" Tunggulah sejenak, Mohiyang, " bujuk Kiran. " Kita lakukan esok hari saat Sang Surya terbit. "
Mohiyang menggelengkan kepala. Dia ingin melakukannya segera.
***
Tak jauh dari pondok, ada tempat lapang yang bisa digunakan untuk berlaga. Kesanalah mereka menuju.
Mohiyang berdiri sejenak, merentangkan tangan, mengatupkannya, lalu seperti menarik sesuatu dari pujuk dedaunan dan ombak laut di kejauhan. Kiran memahami, dia sedang memulihkan tenaga. Maka Kiran diam menanti.

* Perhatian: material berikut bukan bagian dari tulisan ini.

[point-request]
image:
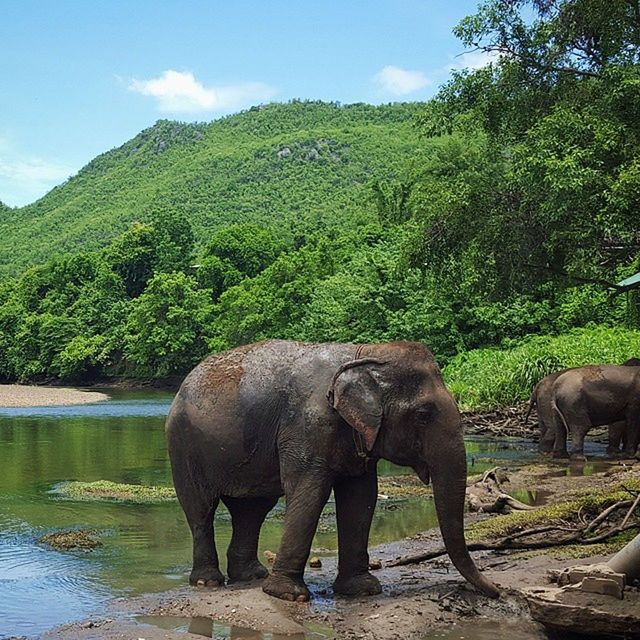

Matahari bergerak makin rendah ke arah Barat, ada garis berwarna merah di batas laut. Mohiyang Kalakuthana tampak memasang kuda- kuda.
Kinilah saatnya.
Kiran mengatupkan tangan, memberi salam. Mohiyang mengangguk.
Kiran menanti. Dia tak ingin menyerang lebih dahulu. Tujuannya saat ini adalah untuk mengobati, tak lebih. Maka dia akan membiarkan Mohiyang membuka laga itu.
Dan...
Tangan Mohiyang Kalakuthana bergerak dengan kecepatan yang tak dapat diikuti mata. Lalu sedetik, ditujukannya tangan itu kepada Kiran.